PS: There are many ways in which the government supports business abroad — through the Canada Pension Plan, through support by Export Development Canada, through corporate law rules that facilitate the creation of complex corporate structures and allow corporate groups to minimize their exposure to liability, even where such liability arises from serious human rights violations. We also support our companies through trade missions, and by negotiating international investment agreements with countries, including those in which Canadian extractives operate. These latter agreements create strong protections for investors and allow them to avoid domestic courts and to take host states directly binding international arbitration. If we’re supporting businesses in all of these ways without regard for their behaviour, then as a country we are complicit in those human rights violations.

N: So governments should exercise more leverage over those companies?

PS: Yes, there are many ways to do this. For example, as a condition of support EDC should require companies to engage in rigorous human rights due diligence and should itself undertake a human rights impact assessment of a proposed project. If it’s clear that that a project cannot be undertaken without violating human rights, then should we actually be supporting that company?

N: So what needs to change for governments – here in Canada or elsewhere – to decide they need to incentivize companies in this manner?

PS: That’s the big question. How do we develop political will for this? The Intergovernmental Panel on Climate Change’s recent report is a wake-up call. The IPCC has called on us to change the way we live and do business if we want to avoid a temperature rise of 1.5 degrees Celsius. The report notes that sustainable development is key and that “[s]ocial justice and equity are core aspects of climate-resilient development pathways … as they address challenges and inevitable trade-offs, they widen opportunities, and ensure that options, visions and values are deliberated between and within countries and communities, without making the poor and disadvantaged worse-off”. The action that we take has to be focused on that. Here in Canada we have to think about how extractive companies contribute directly to climate change, particularly oil and gas and coal, but also how they contribute to indirectly. Many of them operate in a way that is unsustainable, through their impacts on the environment and on the human rights of individuals and communities.

N: What would be a first good step to ensure better corporate accountability?

PS: The first step would be for Canada to adopt a comprehensive legislative framework that requires companies to respect human rights and to engage in human rights due diligence, and the latter should be overseen by an independent monitoring body.

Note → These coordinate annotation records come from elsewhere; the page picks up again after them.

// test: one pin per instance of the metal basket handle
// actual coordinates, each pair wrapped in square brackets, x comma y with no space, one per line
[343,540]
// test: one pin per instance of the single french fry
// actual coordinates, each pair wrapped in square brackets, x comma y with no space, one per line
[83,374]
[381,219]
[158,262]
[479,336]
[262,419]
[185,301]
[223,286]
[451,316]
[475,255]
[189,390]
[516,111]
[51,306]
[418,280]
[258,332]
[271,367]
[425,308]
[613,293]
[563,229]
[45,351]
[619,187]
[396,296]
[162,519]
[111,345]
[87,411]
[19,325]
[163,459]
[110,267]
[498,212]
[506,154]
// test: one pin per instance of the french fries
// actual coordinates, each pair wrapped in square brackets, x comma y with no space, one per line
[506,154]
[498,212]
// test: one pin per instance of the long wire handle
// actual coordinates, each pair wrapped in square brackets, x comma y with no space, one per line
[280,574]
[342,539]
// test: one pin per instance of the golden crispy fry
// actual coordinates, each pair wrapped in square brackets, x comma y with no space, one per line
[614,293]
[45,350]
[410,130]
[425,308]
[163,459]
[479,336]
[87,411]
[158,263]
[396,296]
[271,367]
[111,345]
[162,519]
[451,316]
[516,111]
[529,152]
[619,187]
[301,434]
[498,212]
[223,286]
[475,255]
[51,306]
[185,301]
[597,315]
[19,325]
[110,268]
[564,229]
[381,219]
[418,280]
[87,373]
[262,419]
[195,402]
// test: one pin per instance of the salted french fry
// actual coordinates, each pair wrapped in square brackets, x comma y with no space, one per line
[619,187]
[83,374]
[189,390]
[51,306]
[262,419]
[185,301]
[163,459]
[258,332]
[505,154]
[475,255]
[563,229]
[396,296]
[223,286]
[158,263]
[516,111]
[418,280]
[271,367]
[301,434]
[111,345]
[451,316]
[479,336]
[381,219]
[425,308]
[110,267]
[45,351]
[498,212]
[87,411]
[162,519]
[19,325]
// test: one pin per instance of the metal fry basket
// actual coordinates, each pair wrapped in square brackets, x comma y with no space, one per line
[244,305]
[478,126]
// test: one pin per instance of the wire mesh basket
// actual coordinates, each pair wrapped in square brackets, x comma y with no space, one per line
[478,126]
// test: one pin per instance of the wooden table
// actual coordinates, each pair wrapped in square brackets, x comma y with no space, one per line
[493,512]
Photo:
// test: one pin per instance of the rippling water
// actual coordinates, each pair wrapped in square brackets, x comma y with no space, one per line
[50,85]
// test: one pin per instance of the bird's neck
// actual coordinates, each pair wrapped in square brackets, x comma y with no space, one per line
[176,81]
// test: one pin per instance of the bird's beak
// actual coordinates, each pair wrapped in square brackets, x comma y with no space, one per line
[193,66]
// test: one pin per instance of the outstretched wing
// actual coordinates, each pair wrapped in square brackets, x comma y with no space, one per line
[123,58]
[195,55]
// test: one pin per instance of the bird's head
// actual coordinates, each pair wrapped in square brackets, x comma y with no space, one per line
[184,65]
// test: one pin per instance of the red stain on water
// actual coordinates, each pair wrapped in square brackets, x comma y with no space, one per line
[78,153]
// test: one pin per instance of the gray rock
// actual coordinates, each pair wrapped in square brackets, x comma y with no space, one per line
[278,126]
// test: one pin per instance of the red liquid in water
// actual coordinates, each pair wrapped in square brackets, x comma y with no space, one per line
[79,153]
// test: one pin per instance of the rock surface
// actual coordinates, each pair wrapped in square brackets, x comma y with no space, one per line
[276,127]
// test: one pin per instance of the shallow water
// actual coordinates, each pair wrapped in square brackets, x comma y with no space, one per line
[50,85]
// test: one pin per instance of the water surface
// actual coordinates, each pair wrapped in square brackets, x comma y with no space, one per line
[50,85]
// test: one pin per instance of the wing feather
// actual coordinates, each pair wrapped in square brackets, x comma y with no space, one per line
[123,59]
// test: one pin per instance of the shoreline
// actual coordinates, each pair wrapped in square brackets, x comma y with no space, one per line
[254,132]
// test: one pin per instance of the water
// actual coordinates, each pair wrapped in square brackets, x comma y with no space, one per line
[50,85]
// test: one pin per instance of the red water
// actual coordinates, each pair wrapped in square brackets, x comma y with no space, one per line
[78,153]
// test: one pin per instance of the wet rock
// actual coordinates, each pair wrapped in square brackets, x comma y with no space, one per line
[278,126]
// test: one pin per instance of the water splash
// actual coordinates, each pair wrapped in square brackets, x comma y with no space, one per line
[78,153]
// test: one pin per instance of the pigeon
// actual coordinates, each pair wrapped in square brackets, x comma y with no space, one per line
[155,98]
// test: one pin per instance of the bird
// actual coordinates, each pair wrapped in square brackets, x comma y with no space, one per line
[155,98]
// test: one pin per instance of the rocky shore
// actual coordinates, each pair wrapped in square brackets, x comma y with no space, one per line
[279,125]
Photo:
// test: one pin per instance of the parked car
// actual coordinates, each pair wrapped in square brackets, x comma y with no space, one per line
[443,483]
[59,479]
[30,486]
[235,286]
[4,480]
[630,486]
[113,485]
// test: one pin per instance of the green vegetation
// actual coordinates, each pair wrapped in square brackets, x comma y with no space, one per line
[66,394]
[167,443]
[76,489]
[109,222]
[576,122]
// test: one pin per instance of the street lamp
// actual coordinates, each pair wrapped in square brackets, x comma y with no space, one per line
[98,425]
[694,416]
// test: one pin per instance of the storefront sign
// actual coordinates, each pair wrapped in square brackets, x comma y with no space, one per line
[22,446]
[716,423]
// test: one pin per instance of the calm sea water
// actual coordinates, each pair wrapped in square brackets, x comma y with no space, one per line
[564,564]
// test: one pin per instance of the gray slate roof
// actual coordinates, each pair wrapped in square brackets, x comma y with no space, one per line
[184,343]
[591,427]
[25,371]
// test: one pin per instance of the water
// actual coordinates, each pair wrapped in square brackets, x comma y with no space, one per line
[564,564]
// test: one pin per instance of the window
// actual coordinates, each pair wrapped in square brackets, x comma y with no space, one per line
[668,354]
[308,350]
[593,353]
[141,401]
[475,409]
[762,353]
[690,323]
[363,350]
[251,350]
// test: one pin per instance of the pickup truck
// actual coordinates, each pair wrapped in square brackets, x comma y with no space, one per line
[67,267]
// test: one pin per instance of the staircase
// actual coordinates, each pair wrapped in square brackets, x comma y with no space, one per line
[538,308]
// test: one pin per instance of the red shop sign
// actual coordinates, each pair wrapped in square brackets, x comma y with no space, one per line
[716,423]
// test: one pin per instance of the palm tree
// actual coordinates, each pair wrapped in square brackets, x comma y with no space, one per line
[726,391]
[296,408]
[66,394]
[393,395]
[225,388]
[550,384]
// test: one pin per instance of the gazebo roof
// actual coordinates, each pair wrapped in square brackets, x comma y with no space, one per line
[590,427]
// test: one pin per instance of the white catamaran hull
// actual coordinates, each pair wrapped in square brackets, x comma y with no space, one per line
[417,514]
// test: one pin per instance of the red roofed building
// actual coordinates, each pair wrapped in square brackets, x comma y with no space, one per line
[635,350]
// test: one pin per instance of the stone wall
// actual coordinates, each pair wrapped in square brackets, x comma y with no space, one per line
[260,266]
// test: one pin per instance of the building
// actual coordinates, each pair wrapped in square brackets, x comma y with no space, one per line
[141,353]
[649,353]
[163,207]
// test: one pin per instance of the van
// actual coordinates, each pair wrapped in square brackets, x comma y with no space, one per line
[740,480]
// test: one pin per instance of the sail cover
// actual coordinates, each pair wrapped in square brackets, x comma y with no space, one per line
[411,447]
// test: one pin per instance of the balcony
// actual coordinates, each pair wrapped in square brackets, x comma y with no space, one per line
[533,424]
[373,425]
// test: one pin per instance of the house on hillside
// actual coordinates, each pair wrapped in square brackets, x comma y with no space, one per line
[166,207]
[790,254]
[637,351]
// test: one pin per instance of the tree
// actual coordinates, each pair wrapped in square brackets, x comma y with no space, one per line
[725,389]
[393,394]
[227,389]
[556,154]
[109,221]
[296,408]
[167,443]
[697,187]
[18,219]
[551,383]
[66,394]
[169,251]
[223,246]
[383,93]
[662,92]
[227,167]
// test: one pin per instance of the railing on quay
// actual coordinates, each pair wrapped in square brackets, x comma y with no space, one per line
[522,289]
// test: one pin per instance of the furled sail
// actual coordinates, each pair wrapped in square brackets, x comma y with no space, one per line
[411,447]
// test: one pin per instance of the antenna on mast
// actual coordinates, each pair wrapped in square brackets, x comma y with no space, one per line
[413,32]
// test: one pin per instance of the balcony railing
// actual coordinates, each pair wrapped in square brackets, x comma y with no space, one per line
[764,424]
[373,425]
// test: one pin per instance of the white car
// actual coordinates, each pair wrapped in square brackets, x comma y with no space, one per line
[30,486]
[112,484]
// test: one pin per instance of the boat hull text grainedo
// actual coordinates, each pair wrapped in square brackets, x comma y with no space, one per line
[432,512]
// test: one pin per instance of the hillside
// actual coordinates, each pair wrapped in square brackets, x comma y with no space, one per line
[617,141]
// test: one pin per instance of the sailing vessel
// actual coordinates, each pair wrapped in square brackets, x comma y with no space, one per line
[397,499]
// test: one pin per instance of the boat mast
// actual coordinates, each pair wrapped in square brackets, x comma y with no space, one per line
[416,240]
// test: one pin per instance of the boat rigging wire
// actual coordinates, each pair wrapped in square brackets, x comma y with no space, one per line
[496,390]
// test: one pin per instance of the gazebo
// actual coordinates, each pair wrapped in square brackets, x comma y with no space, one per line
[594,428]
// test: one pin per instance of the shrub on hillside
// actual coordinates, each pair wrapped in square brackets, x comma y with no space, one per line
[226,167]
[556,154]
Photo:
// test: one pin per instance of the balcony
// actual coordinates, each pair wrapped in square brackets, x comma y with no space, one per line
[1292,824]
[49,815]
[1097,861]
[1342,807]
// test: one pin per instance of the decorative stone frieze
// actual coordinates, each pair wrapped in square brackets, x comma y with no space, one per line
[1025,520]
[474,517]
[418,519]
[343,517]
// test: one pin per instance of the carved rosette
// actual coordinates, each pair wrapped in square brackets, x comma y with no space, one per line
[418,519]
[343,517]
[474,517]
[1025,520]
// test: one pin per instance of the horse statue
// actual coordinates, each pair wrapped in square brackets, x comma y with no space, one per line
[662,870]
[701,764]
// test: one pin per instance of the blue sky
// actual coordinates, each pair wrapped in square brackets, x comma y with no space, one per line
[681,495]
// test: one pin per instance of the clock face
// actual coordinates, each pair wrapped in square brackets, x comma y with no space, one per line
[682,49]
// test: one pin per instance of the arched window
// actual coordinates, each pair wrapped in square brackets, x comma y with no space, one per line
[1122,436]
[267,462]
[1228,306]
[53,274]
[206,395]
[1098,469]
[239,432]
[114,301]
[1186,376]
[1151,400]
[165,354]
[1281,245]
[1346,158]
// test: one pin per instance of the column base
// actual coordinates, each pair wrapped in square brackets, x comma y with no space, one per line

It should also include a range of incentive mechanisms —we’ve talked about some already. We also need to establish parent company or even enterprise liability in Canadian courts for companies that violate human rights abroad, and maybe certain reporting obligations. Finally, where companies commit or are complicit in criminal activity — like slavery, torture, forced labour, gang rape – then we need criminal sanctions to allow prosecution of corporations and the senior officers responsible for decisions that led to such conduct.

The Tarnopolsky Award is given by the Canadian Section of the International Commission of Jurists each year to a Canadian resident who has made an outstanding contribution to human rights, domestically or internationally. The selection committee is comprised of one representative from the Canadian Bar Association, the Canadian Judges’ Conference, the Canadian Society of Law Teachers and the ICJ.